What does Tacotron 2 Do?

After what has been a long haul when it comes to developing natural sounding speech, Google has taken the simple route when it comes to Tacotron 2. Unlike Tacotron and wave net, this time around Tacotron does not use speech rules and algorithms to achieve the desired results, which is basically to get more natural sounding text.

Tacotron 2 uses only two things to achieve natural speech requirements which are speech examples and the corresponding text transcripts for it to work.

There is no need to add things like prosody, intonation and pronunciation to get tacotron to work. Google has proved that simple is the way to go when it comes to natural and more human like speech.

Tacotron uses the written text and its said form to compute how to create a natural sounding audio. It takes parts from both of Google’s previous products, tacotron and wave net. Just from the way the speech sounds tacotron gets an idea of the intonation and pronunciation and various other subtleties of speech.

Problems with Tacotron 2:

Google has even released recording of tacotron 2’s speech and got them evaluated, with people giving it a score of a professional recording. While tacotron 2 might be the best that is out there when it comes to human like speech, it still has its problems.
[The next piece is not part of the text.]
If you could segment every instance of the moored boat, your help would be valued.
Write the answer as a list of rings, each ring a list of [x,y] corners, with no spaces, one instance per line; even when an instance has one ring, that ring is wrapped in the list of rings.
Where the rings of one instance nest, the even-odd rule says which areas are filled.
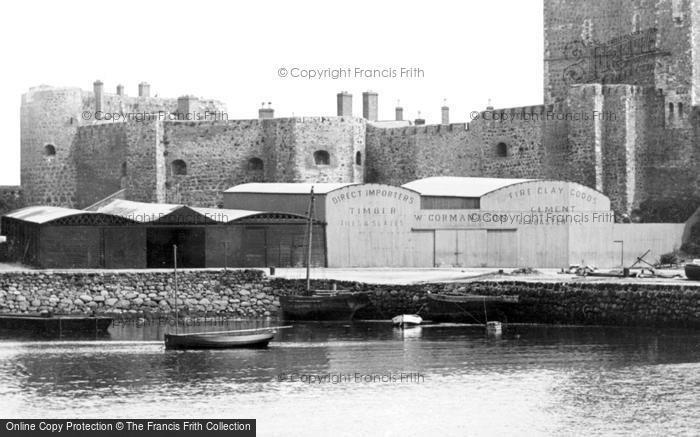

Certain words such as “merlot” and “Decorum” cannot be pronounced properly by the system. There are also instances when tacotron 2 makes sounds which are not quite words. Right now, google has not made tacotron 2 to analyze the feelings behind the speech, like when someone sounds happy or sad. Another limitation that google has to work on is that tacotron 2 cannot make speech in real time.
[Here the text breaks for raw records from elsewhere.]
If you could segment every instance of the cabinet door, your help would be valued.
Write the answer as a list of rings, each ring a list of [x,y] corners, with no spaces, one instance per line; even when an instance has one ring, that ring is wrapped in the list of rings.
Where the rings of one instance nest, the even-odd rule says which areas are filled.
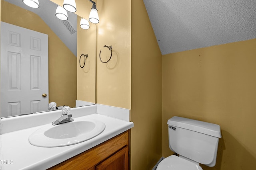
[[[96,170],[128,170],[128,147],[126,146],[96,166]]]

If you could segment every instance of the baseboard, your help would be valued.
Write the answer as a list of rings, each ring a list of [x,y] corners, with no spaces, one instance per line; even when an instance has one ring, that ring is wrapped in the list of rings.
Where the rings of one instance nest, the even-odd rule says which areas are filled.
[[[164,158],[162,156],[160,158],[160,159],[159,159],[159,160],[158,160],[158,161],[157,162],[156,164],[156,165],[155,165],[154,168],[153,168],[153,169],[152,169],[152,170],[156,170],[156,168],[157,167],[157,166],[158,165],[158,164],[159,164],[159,163],[160,163],[160,162],[162,161],[164,159]]]

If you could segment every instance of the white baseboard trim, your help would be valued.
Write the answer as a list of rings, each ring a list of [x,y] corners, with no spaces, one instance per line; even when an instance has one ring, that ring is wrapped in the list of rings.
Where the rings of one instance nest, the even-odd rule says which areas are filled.
[[[157,162],[156,164],[156,165],[155,165],[154,168],[153,168],[153,169],[152,169],[152,170],[156,170],[156,168],[157,167],[157,166],[158,165],[158,164],[159,164],[159,163],[160,163],[161,161],[163,160],[163,159],[164,159],[164,158],[162,156],[160,158],[160,159],[159,159],[159,160],[158,160],[158,161]]]

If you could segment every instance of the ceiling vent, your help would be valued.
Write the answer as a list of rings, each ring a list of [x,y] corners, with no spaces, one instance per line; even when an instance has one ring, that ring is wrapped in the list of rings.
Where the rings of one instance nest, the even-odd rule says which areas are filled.
[[[70,23],[67,20],[66,21],[62,21],[61,22],[62,23],[65,27],[67,28],[68,31],[70,33],[70,34],[73,34],[76,32],[76,30],[74,29],[74,27],[70,24]]]

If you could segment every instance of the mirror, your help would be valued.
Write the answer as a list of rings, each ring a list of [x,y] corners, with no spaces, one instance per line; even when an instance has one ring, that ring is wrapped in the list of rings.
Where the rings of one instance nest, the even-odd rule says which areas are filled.
[[[1,22],[48,35],[49,90],[48,92],[40,94],[41,98],[48,100],[47,106],[48,103],[54,102],[57,106],[74,107],[77,106],[76,100],[82,103],[79,106],[94,104],[95,103],[96,25],[90,23],[89,29],[82,29],[79,26],[81,17],[69,12],[67,21],[58,20],[55,16],[57,5],[52,1],[54,1],[39,0],[40,7],[34,9],[26,6],[21,0],[1,0]],[[90,2],[86,1],[76,0],[77,6],[80,8],[91,6]],[[86,3],[89,4],[83,4]],[[85,14],[79,14],[85,18],[88,18],[90,8],[86,10],[78,9],[78,12],[83,10]],[[2,25],[1,27],[2,29]],[[2,36],[1,39],[2,40]],[[85,58],[82,56],[80,58],[82,54],[88,54],[88,57]],[[82,65],[84,59],[85,66],[82,68],[79,61]],[[4,75],[4,72],[1,70],[1,83],[5,84],[2,82],[2,78],[8,76]],[[42,93],[47,95],[44,98]],[[1,104],[2,99],[6,97],[2,94]],[[28,97],[30,102],[35,101],[26,94],[22,96],[22,98]],[[1,117],[11,116],[3,113],[2,106]],[[48,111],[48,107],[46,109],[38,110],[37,107],[39,107],[36,104],[35,106],[30,103],[27,107],[30,107],[32,111],[20,111],[12,115]],[[15,106],[12,107],[16,110],[20,110]]]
While these are some areas which poses a research problem, at the same time it gives Google the opportunity to look for different solutions. By creating a system which is quite basic and does not use or require a whole book of speech rules to be input into the system just to get more natural speech, paves the way for other simpler models to be developed that gives the right outcome.

Tacotron 2 also eliminates the need for more the rules to be updated into the system as and when any deficiencies are discovered. Tacotron 2 is a simple system whereby, the system takes cue from read speech to identify the various rules of speech. So it is basically a self- taught speech model.